Trump used Twitter to fuel his rise to power, crafting tweets that, as Amanda Hess observed for Slate in 2016, "manage to hit upon all three of Aristotle's modes of persuasion: logos (the appeal to logic), ethos (the appeal to credibility), and pathos (the appeal to emotion)." Although many of Trump's tweets were perceived as hateful and incendiary, the company justified keeping him there by arguing that it is in the public interest to see what powerful politicians have to say.

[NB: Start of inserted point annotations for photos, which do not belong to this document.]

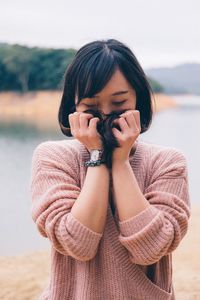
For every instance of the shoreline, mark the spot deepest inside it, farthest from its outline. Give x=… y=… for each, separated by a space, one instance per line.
x=40 y=108
x=25 y=276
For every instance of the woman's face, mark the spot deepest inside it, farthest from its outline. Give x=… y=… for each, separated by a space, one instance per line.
x=118 y=94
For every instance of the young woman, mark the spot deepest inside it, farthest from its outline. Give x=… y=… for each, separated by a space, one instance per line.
x=112 y=227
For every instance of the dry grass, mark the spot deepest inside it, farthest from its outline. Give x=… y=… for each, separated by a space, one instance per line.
x=41 y=108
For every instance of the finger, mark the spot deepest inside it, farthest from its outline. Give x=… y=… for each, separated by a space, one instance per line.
x=137 y=118
x=83 y=120
x=117 y=133
x=130 y=119
x=76 y=124
x=123 y=124
x=93 y=126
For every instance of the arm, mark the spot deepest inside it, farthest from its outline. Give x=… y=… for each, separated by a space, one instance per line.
x=55 y=190
x=154 y=230
x=91 y=206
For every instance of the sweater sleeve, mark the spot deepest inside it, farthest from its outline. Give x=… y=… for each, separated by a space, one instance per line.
x=158 y=230
x=54 y=189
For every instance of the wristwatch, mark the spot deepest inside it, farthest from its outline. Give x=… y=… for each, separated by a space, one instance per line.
x=95 y=158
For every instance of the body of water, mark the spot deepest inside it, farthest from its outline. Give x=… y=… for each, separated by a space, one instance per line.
x=177 y=127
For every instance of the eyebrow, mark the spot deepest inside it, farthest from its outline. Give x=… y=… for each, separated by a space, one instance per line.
x=114 y=94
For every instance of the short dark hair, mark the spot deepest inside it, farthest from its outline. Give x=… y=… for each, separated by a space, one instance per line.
x=90 y=70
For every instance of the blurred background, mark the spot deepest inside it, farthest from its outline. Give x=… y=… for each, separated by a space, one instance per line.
x=38 y=39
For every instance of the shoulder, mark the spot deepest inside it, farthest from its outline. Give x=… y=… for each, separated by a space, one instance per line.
x=162 y=158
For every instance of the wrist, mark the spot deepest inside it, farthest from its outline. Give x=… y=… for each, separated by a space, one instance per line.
x=118 y=163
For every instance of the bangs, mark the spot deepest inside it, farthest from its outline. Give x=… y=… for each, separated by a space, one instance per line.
x=94 y=74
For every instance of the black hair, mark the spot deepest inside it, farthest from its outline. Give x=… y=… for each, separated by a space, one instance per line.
x=92 y=67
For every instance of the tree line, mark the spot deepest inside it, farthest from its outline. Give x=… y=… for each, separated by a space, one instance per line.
x=26 y=69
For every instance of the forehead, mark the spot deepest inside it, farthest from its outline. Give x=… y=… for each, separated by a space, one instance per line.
x=117 y=86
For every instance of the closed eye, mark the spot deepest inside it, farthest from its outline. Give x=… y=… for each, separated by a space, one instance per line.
x=119 y=103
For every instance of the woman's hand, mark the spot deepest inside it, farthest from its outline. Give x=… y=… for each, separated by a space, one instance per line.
x=85 y=132
x=129 y=123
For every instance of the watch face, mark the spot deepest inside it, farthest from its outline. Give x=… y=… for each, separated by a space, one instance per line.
x=95 y=155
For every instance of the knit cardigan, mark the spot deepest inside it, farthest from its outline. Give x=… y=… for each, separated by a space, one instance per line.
x=130 y=259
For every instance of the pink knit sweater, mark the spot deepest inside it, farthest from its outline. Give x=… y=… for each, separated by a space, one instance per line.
x=131 y=259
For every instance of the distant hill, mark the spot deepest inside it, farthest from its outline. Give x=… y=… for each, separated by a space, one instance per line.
x=184 y=78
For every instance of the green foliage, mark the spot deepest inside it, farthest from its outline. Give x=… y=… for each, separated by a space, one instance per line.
x=28 y=69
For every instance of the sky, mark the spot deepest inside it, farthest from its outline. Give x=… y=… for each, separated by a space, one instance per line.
x=160 y=33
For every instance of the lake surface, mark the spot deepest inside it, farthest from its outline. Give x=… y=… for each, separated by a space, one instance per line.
x=177 y=127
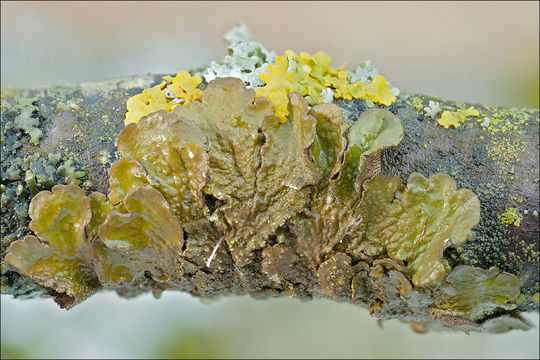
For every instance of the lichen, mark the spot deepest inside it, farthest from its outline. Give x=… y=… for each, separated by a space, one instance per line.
x=313 y=77
x=173 y=91
x=456 y=118
x=475 y=293
x=148 y=238
x=415 y=223
x=221 y=196
x=510 y=216
x=59 y=257
x=246 y=60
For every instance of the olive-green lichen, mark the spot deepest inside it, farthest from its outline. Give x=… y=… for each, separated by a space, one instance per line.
x=282 y=261
x=475 y=293
x=415 y=223
x=148 y=238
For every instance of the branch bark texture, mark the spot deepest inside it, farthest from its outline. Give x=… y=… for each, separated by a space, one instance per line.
x=68 y=135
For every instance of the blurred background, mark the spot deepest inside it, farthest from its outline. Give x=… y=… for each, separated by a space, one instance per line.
x=484 y=52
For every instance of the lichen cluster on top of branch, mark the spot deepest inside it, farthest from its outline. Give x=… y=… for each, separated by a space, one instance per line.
x=229 y=184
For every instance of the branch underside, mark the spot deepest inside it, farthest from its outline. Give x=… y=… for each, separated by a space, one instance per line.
x=67 y=135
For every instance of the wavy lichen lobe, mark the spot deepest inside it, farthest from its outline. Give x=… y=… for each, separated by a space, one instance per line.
x=221 y=196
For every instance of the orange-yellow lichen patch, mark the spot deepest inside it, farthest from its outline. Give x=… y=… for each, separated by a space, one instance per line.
x=173 y=91
x=511 y=215
x=279 y=82
x=456 y=118
x=414 y=223
x=475 y=292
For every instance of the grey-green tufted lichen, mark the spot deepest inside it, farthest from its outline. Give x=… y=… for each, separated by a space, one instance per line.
x=251 y=205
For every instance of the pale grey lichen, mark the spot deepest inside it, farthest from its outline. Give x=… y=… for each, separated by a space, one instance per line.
x=246 y=60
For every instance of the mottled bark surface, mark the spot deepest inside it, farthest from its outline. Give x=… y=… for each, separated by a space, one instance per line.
x=496 y=159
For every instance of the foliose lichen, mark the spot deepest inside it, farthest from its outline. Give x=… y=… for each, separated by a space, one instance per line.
x=259 y=176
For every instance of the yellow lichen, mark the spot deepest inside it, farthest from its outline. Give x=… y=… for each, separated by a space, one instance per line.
x=183 y=88
x=456 y=118
x=310 y=76
x=510 y=216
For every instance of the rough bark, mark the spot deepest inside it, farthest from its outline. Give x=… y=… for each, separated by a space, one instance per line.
x=80 y=123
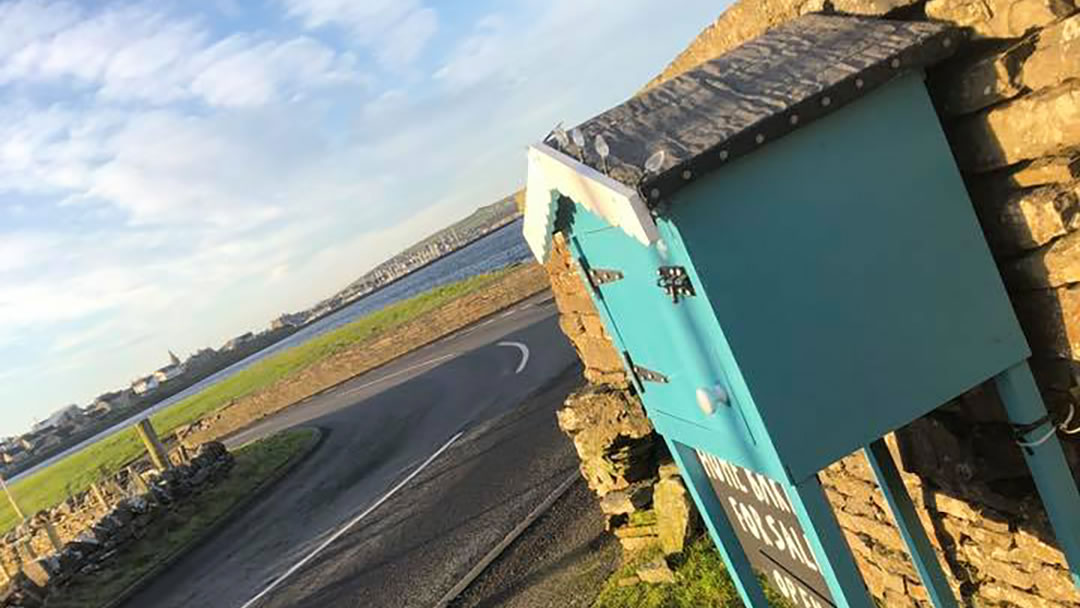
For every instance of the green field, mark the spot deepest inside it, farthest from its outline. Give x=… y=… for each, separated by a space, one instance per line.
x=78 y=471
x=701 y=579
x=180 y=528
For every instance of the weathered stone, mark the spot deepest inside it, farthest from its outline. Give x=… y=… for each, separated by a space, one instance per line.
x=883 y=534
x=676 y=516
x=1041 y=172
x=1042 y=124
x=878 y=580
x=899 y=599
x=649 y=530
x=656 y=572
x=626 y=501
x=1014 y=596
x=1035 y=548
x=999 y=18
x=1053 y=266
x=1055 y=583
x=1056 y=58
x=998 y=569
x=1051 y=321
x=1029 y=218
x=983 y=82
x=638 y=544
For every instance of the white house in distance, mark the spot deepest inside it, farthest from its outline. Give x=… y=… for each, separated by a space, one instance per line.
x=145 y=384
x=150 y=383
x=70 y=418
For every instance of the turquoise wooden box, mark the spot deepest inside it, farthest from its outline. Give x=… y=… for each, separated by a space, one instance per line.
x=783 y=250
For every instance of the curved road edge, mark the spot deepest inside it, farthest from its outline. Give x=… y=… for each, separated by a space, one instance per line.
x=318 y=437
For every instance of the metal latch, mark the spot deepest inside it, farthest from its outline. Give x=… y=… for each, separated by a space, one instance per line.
x=675 y=282
x=601 y=275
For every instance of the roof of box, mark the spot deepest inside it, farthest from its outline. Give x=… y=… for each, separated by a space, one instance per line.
x=752 y=95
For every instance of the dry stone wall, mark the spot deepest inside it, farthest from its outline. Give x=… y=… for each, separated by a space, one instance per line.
x=85 y=531
x=1010 y=105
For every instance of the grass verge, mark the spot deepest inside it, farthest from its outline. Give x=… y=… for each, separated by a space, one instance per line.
x=77 y=472
x=178 y=530
x=701 y=580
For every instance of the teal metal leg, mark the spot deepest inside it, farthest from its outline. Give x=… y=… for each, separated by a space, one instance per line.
x=716 y=521
x=910 y=526
x=1044 y=457
x=829 y=548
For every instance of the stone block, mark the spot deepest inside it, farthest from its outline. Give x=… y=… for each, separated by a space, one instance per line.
x=593 y=325
x=998 y=569
x=1055 y=583
x=598 y=353
x=1053 y=266
x=656 y=572
x=1056 y=56
x=1051 y=321
x=1041 y=124
x=1027 y=219
x=982 y=82
x=1031 y=174
x=882 y=534
x=1003 y=593
x=676 y=516
x=999 y=18
x=626 y=501
x=638 y=544
x=1031 y=546
x=636 y=531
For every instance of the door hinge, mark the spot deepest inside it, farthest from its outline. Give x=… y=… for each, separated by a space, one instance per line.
x=601 y=275
x=646 y=375
x=675 y=282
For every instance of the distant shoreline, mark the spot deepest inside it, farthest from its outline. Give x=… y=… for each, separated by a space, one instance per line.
x=347 y=304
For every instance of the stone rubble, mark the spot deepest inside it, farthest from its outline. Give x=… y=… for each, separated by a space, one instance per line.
x=1010 y=103
x=85 y=531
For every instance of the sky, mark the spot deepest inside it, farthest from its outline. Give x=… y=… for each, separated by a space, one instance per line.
x=176 y=173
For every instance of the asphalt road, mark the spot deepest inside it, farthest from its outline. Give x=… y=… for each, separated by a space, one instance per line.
x=427 y=464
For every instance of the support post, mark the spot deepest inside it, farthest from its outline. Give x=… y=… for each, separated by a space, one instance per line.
x=910 y=527
x=11 y=499
x=1044 y=457
x=99 y=495
x=153 y=446
x=831 y=549
x=716 y=521
x=137 y=482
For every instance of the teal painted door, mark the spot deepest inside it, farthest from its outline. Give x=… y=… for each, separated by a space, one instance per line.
x=670 y=339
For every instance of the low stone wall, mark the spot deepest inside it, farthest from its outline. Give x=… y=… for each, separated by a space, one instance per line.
x=626 y=464
x=1010 y=105
x=520 y=284
x=86 y=530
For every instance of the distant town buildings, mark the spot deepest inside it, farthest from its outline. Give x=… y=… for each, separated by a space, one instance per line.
x=288 y=320
x=68 y=424
x=238 y=341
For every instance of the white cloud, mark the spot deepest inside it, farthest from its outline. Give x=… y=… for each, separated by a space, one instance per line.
x=480 y=56
x=396 y=30
x=132 y=53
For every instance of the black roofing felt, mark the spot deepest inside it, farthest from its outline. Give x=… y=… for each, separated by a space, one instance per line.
x=755 y=93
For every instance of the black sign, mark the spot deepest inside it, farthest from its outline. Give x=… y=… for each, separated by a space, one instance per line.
x=769 y=531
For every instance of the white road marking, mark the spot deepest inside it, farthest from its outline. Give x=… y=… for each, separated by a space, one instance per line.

The social media giant began to draw the line in May, however, when they included fact-check labels on two of his tweets after Trump used those posts to falsely claim that mail-in ballots were fraudulent. Trump responded by attacking Twitter's free speech rights, saying that he would "strongly regulate, or close" down social media platforms that he perceived as hostile to himself and his supporters. He later followed through on that threat by signing an executive order that instructed the Federal Communications Commission to draft a regulation to exempt social media platforms from certain liability protections.
Legal experts were skeptical of his ability to do this. "The threat by Donald Trump to shut down social media platforms that he finds objectionable is a dangerous overreaction by a thin-skinned president. Any such move would be blatantly unconstitutional under the First Amendment," Harvard Law professor Laurence Tribe told Salon by email at the time.
But those who supported Trump cheered on his attempts to punish social media platforms. Raheem Kassam, who co-hosts a podcast with fellow Breitbart alumnus and Trump's former senior counselor Steve Bannon, told Salon at the time that "Twitter must and will be brought to heel as a public menace."
There is no evidence whatsoever that President-elect Joe Biden stole the 2020 election from Trump. The president has lost every case he has brought to court alleging fraud — and roughly five dozen cases overall — as more than 90 federal and state judges have rejected his various legal claims, including many Republicans (some appointed by Trump himself). His own attorney general, William Barr, announced after an investigation that there was no evidence of Biden winning the election through fraud, prompting Trump to fire him. The Supreme Court unanimously declared that there was no merit to Trump's claims of a stolen election, including six conservative judges (three of whom were appointed by Trump himself). Further undermining Trump's credibility, he has claimed as far back as 2016 that he will only accept an election's results if he is the winner.